Until Kawhi Leonard, who is now with the Los Angeles Clippers, the most well-known Aztec basketball player other than Cage was Baseball Hall of Famer Tony Gwynn. A point guard from 1977 to 1981, Gwynn remains the school’s career assists leader (590) and coached the school’s baseball team after his retirement.
“Completely different worlds, quite frankly,” said Tony Gwynn Jr., who played baseball for his dad in school from 2000 to 2003 and is now the Padres’ radio analyst after a major league career. . “I remember Coach Dutcher personally walking around campus and inviting students to games. He was on campus all the time, it was like.
Even with Leonard and, finally, a plush arena with a boisterous student section, the Aztecs felt capable of more. What they thought was a winnable game ended in a loss to Connecticut in the Round of 16 of the 2011 tournament in front of a friendly crowd in Anaheim, California. It was a contest that resulted in two questionable technical fouls against San Diego State, including one against Leonard. UConn won the national title this season.
UConn, which faces Miami in the other semifinal on Saturday, is hiding in Houston, but for now it’s a 35-3 Florida Atlantic team the Aztecs are focusing on.
“It would be like us with our 30-2 team, people asking, ‘Do they look like a Power 5 conference team? ‘” Dutcher said. “We were 30-2 and had the best record in the country, and they’re the same way right now. They should be respected for that.
San Diego State’s 31 win percentage is tied for third in Division I. And since the start of this 2019-20 season, the Aztecs’ 82.9 winning percentage ranks third behind Gonzaga and Houston.

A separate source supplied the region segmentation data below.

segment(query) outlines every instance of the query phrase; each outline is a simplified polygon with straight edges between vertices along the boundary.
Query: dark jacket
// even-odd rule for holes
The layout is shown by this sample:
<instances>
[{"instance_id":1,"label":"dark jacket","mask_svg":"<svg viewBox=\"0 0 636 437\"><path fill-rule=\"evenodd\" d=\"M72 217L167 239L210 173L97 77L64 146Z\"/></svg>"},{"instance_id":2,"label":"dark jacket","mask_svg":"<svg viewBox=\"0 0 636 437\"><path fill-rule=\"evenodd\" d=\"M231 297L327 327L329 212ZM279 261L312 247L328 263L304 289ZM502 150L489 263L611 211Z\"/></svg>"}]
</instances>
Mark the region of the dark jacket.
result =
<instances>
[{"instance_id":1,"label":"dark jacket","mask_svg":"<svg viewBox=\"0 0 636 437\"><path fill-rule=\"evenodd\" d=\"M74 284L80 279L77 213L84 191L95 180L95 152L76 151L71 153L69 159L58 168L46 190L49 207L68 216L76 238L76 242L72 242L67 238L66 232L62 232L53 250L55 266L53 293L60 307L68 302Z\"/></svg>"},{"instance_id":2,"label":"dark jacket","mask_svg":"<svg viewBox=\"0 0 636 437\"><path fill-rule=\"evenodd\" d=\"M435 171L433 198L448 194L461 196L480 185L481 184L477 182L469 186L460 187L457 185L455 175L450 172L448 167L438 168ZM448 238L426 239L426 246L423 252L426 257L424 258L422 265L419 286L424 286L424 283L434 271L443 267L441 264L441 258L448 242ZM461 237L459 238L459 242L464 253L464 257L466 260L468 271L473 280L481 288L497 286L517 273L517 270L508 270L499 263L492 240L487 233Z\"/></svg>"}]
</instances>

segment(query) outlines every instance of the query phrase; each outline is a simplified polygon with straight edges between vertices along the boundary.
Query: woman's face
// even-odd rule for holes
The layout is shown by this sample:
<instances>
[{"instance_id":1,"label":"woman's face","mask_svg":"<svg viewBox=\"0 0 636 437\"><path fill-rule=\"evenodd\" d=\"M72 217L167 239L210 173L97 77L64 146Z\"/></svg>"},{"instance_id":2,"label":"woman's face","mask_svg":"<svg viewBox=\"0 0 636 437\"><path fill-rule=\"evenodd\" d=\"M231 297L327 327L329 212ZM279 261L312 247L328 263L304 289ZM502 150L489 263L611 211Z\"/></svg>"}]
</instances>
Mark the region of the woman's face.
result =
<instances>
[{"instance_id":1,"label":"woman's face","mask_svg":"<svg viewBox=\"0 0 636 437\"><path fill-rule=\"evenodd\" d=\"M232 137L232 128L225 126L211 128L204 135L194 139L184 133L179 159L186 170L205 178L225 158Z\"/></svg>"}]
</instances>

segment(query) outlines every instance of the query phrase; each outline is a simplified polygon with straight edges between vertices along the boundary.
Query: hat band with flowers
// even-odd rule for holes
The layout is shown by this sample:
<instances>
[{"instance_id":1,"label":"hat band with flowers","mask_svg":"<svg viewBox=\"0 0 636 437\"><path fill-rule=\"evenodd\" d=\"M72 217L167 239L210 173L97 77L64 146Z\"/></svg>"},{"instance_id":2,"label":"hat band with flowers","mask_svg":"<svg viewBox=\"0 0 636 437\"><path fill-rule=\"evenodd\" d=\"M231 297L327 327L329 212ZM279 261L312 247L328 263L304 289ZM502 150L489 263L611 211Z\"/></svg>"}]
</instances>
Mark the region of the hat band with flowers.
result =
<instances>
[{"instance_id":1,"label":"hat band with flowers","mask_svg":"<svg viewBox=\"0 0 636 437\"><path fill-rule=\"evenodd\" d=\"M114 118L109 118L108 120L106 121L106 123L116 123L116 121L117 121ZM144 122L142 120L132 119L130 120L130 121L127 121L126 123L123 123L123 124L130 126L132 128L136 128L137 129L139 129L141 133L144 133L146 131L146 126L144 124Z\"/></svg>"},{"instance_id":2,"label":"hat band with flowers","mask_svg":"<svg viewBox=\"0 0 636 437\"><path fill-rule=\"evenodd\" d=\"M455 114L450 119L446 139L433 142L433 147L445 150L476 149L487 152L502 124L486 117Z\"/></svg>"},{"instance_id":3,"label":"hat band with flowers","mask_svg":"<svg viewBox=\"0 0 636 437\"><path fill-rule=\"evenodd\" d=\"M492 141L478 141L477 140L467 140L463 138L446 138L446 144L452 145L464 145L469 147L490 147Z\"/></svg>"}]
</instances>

The Aztecs prove themselves on defense and, in four games, this tournament holds opponents to 17 percent on 3-point shooting (16 for 94).
“It’s a testament to the culture that Coach Fisher and Coach Dutcher have built at SDSU,” Gwynn Jr. said, referring to the team’s two 30-game winning campaigns in four years. “These kind of seasons don’t happen all the time, even for blue bloods, do they?”
Where they rarely filled the tiny Peterson Gym, the Final Four Aztecs were greeted by students and supporters as they returned to the South Regional campus in Louisville, Ky., at 1 a.m. Monday. Guards Lamont Butler and Darrion Trammell, who made the game-winning free throw in the regional final against Creighton, spoke on Tuesday about posing for selfies and receiving kudos during a trip to the beach later during the day. Cage, who was excused from two Thunder shows this weekend so he could attend the Final Four, said he’s heard from more Aztec fans this week than ever before.
According to Dutcher, the basketball program is now the “gateway” to a “great university.”
“We can’t say the Final Four is the end of everything,” Dutcher said. “It’s the start. So now we have to try to find a way to win two games and hang a championship banner.